What's your example?
> Our projects are closed source due to our clients owning the code, but I can offer anecdote. We have a client whose business operates on 2-3 very niche SaaS applications in the veterinary/animal medicine space. In a span of about 6 months, we completely ripped out 2 of those 3 and are working on replacing the 3rd one right now. We've done this with a single senior engineer working with the client between 20-40 hours per week with no major regressions. The business has been able to continue working as usual with no disruptions throughout this process.
> Obviously it's hard to measure this objectively, but I can't imagine having done this pre-AI with zero downtime and having replaced those SaaS applications in that timeframe.
I worry we haven't had to maintain vibecoded applications much and have no idea how difficult they will be to debug (or not).
The difference between it's working now and it will continue working in two years is exactly the problem with AI-generated code because the tests can't tell you that, and you don't know which one you have if you don't look really carefully.
Obviously it's hard to measure this objectively, but I can't imagine having done this pre-AI with zero downtime and having replaced those SaaS applications in that timeframe.
(Not the exact same chart but similar idea, I guess it's sort of a meme: https://imgur.com/a/YrNGYOR)
So I looked at the most recent CC release notes on Github and the majority look like this:
Fixed /clear not resetting the terminal tab title after a conversation
Fixed session title chip from /rename disappearing while a permission or other dialog is active
Fixed agent panel below the prompt being hidden when subagents are running (regression in 2.1.122)
Fixed external-editor handoff (Ctrl+G) blanking the conversation history above the prompt
Fixed /context dumping its rendered ASCII visualization grid into the conversation, wasting ~1.6k tokens per call
Fixed OAuth refresh race after wake-from-sleep that could log out all running sessions
Fixed 1-hour prompt cache TTL being silently downgraded to 5 minutes
Fixed cache-miss warning appearing spuriously after /clear or compaction when changing /effort or /model
I'd be extremely interested to know what percentage of these were just fixing last week's Claude Code written PR that no human ever set eyes on.But hey, all that churn looks great on charts being circulated on social media as free advertising for their flagship product (and consequently the company's valuation) so never mind, LGTM!
> We do this every day.
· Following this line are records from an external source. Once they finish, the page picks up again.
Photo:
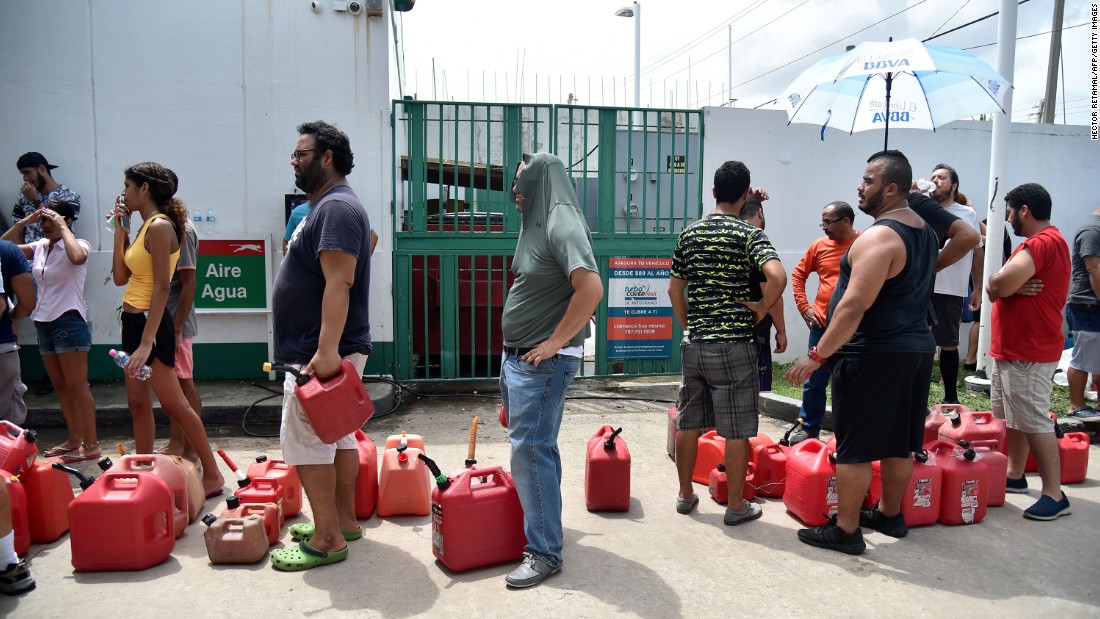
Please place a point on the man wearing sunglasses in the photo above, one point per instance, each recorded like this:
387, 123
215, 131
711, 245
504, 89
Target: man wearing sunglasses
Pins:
319, 311
823, 257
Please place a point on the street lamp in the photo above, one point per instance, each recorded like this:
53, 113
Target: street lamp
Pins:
635, 12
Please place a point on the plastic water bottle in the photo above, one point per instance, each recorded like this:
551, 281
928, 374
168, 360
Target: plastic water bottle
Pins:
121, 357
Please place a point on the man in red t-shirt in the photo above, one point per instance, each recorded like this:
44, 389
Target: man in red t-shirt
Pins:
1027, 342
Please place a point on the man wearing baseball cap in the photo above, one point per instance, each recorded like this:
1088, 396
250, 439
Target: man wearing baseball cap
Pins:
39, 188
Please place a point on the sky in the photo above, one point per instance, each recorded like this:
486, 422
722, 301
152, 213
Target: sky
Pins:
523, 51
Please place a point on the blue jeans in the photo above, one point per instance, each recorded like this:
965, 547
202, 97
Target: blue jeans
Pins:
535, 400
813, 393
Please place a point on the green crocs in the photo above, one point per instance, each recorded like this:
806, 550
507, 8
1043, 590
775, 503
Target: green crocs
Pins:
305, 556
305, 531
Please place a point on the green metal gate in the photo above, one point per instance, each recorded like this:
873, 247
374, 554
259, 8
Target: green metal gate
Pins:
638, 178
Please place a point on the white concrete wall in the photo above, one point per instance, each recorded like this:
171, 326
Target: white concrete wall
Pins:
213, 89
803, 174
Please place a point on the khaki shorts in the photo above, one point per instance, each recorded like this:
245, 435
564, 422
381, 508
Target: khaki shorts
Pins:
1020, 394
297, 437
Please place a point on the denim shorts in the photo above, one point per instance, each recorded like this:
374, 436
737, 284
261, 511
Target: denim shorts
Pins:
67, 333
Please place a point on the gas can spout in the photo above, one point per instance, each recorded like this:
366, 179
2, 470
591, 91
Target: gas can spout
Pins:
85, 481
298, 376
441, 479
609, 443
785, 441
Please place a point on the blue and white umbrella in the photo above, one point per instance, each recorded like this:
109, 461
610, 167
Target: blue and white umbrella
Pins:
922, 86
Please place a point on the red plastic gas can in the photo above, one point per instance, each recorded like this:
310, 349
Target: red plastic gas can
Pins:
474, 522
980, 429
404, 481
966, 483
811, 492
48, 493
122, 521
998, 464
164, 467
338, 406
264, 489
1074, 452
920, 505
285, 475
937, 415
366, 484
17, 496
769, 470
18, 448
607, 472
712, 452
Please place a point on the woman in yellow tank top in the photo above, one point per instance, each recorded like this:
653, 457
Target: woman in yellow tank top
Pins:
145, 268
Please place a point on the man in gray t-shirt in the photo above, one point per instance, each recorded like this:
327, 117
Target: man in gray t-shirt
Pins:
182, 306
1082, 314
545, 323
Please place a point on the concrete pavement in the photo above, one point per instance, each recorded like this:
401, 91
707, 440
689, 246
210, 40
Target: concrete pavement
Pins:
649, 562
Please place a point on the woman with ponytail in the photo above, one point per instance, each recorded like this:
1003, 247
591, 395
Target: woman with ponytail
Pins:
145, 266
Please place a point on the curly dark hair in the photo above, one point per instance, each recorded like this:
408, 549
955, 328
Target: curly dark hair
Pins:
330, 139
1033, 196
730, 180
163, 184
895, 169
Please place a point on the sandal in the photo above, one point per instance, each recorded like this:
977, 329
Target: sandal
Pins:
305, 556
58, 451
305, 531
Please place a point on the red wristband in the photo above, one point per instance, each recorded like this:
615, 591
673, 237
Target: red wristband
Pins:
816, 356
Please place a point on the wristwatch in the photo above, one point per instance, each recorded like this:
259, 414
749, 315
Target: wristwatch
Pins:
816, 356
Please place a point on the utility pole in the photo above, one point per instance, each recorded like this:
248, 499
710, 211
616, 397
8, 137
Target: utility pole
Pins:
1052, 65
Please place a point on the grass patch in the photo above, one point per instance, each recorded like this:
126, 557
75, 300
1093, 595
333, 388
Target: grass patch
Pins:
974, 400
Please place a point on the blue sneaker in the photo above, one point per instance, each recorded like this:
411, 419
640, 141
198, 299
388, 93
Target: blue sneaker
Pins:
1046, 508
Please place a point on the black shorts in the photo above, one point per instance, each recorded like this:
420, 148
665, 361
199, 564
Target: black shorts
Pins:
164, 342
948, 310
879, 404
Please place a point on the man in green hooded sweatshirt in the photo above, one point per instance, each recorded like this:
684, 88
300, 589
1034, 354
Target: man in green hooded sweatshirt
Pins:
545, 324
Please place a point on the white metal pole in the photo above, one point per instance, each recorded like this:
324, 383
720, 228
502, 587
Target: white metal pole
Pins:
998, 167
637, 61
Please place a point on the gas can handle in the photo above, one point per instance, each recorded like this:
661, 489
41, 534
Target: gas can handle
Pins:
494, 472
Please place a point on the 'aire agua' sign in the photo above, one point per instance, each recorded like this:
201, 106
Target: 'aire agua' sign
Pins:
231, 274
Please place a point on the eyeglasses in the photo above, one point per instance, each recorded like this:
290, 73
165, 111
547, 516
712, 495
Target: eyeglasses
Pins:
297, 154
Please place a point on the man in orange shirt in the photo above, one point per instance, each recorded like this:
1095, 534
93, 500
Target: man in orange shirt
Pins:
823, 257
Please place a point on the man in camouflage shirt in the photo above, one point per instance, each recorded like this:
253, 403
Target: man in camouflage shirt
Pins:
714, 269
39, 188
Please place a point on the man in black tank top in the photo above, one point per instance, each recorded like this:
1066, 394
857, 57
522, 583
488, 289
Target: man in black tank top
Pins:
881, 351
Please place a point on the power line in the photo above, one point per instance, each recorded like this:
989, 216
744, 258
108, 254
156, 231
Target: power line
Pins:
831, 44
724, 48
952, 18
1031, 35
969, 23
691, 45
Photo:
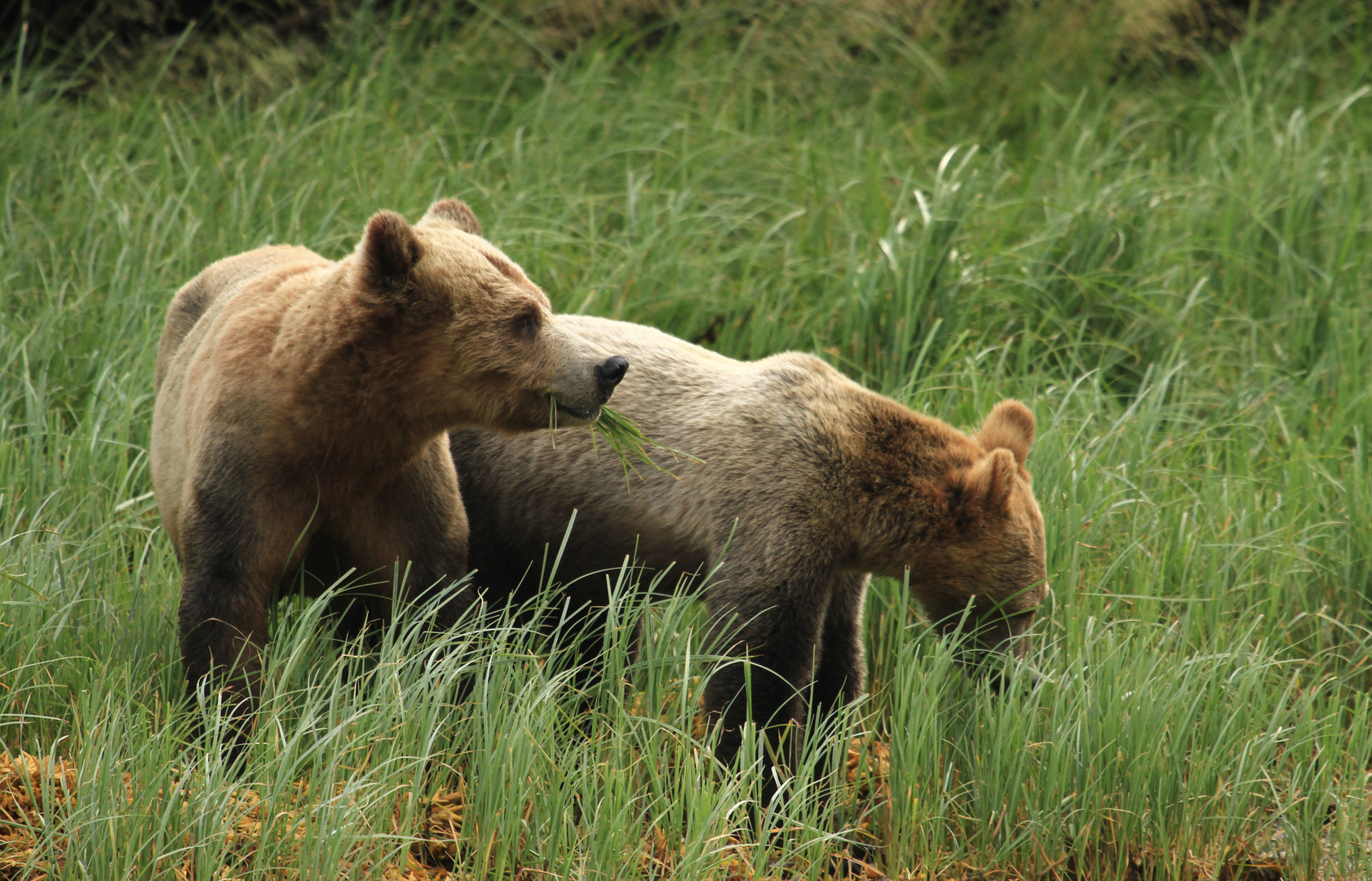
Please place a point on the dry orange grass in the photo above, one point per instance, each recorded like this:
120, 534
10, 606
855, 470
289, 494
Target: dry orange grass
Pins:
36, 794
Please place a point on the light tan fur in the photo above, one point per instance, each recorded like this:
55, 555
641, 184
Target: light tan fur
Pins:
810, 482
302, 414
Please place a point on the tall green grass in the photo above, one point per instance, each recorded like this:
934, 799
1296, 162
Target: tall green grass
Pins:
1171, 269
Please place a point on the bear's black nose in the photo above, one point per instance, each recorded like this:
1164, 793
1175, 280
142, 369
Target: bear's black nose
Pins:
609, 374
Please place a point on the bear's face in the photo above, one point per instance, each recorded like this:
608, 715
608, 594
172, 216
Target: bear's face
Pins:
490, 349
985, 571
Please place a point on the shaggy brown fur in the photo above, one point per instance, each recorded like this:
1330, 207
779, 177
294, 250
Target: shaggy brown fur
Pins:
810, 482
302, 414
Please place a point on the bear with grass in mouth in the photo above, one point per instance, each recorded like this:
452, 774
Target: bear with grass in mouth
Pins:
807, 485
302, 416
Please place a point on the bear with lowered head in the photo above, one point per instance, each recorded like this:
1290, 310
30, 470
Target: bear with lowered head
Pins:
807, 485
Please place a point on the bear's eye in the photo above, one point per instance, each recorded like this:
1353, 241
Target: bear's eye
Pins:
526, 324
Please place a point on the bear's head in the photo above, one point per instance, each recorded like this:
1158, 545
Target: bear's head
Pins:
480, 339
981, 565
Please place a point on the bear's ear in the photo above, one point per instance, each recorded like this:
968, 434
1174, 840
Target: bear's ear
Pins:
388, 251
1009, 427
453, 211
987, 485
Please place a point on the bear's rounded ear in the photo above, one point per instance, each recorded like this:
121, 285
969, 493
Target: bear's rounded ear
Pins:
1009, 427
388, 251
453, 211
987, 485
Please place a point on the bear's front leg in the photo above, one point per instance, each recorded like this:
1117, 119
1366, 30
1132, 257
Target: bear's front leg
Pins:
237, 545
841, 673
777, 626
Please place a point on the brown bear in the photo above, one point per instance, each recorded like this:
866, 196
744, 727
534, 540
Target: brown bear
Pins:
808, 483
302, 414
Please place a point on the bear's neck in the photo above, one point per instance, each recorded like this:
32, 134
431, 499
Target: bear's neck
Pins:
897, 476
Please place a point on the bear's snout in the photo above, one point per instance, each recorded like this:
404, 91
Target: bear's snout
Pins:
609, 374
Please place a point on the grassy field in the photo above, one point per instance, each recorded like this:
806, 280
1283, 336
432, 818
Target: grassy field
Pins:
1172, 268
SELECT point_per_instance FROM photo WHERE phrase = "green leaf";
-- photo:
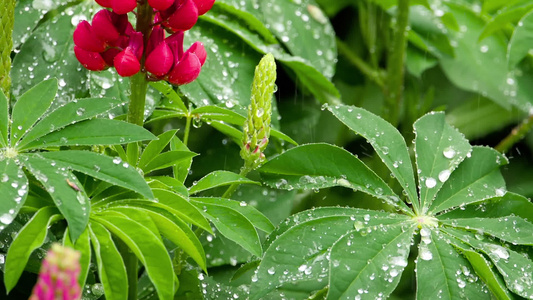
(148, 248)
(48, 53)
(372, 262)
(516, 269)
(168, 91)
(182, 208)
(180, 170)
(510, 228)
(296, 252)
(249, 212)
(485, 271)
(167, 159)
(102, 167)
(500, 21)
(93, 132)
(520, 43)
(443, 273)
(83, 245)
(235, 226)
(481, 67)
(178, 232)
(29, 238)
(219, 178)
(111, 270)
(386, 141)
(315, 166)
(70, 113)
(508, 205)
(4, 119)
(298, 27)
(155, 147)
(211, 112)
(477, 178)
(439, 148)
(30, 107)
(72, 203)
(14, 190)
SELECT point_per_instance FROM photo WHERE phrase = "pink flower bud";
(90, 60)
(86, 39)
(199, 49)
(58, 277)
(204, 5)
(184, 17)
(160, 4)
(186, 70)
(160, 61)
(105, 3)
(126, 63)
(123, 6)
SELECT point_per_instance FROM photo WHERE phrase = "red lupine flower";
(204, 5)
(58, 278)
(186, 70)
(85, 38)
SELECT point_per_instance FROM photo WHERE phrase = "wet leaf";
(14, 190)
(29, 238)
(369, 264)
(219, 178)
(111, 270)
(31, 106)
(148, 248)
(477, 178)
(73, 204)
(439, 148)
(108, 169)
(386, 141)
(93, 132)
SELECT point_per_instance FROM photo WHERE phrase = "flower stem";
(7, 19)
(187, 129)
(516, 135)
(395, 65)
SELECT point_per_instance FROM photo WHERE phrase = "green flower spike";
(256, 129)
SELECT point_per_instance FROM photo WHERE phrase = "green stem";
(395, 65)
(7, 19)
(518, 133)
(187, 129)
(244, 171)
(130, 261)
(366, 69)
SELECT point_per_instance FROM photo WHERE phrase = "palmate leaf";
(218, 178)
(111, 270)
(102, 167)
(443, 273)
(14, 190)
(315, 166)
(148, 248)
(296, 253)
(64, 188)
(386, 141)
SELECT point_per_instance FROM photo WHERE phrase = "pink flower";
(58, 278)
(168, 61)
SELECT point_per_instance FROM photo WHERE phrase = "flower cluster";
(58, 278)
(110, 40)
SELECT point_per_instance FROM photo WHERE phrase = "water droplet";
(431, 182)
(444, 175)
(449, 152)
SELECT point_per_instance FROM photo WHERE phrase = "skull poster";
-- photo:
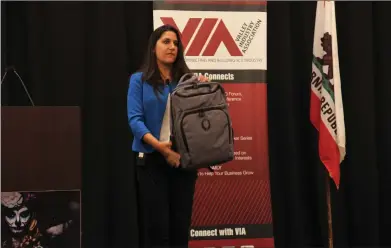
(44, 219)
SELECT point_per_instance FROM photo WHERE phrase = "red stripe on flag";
(328, 148)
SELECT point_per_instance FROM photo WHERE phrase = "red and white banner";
(226, 41)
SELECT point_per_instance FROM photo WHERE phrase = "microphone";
(20, 80)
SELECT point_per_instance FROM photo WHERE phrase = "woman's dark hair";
(150, 70)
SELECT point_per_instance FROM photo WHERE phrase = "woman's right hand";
(173, 158)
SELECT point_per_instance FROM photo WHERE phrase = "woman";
(165, 191)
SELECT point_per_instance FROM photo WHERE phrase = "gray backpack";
(201, 127)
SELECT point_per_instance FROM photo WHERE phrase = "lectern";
(41, 176)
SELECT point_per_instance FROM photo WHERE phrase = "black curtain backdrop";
(81, 54)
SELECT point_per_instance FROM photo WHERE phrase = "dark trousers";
(165, 203)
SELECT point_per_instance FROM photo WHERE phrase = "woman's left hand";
(203, 79)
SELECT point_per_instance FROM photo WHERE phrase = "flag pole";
(329, 213)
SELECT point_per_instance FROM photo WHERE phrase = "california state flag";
(326, 112)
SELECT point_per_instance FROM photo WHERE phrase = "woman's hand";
(173, 158)
(203, 79)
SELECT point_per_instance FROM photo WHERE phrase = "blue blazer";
(145, 110)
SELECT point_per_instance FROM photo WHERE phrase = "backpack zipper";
(200, 110)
I'm sorry to say, we are indeed shipping in days what used to take weeks.
I've been searching for months for evidence of this kinda thing. Do you have receipts you can share? Or is it more of the same "just trust me bro"?
Of course, it's not just shipping, it's shipping stably in a way that doesn't disrupt the day-to-day operations of the businesses we're working for. One client that comes to mind has 2-3 niche SaaS applications that they used independently for various workloads. We completely replaced 2 of those without any disruptions to their business in about 6 months (no, we did not replace it feature-for-feature; we just built what they needed.)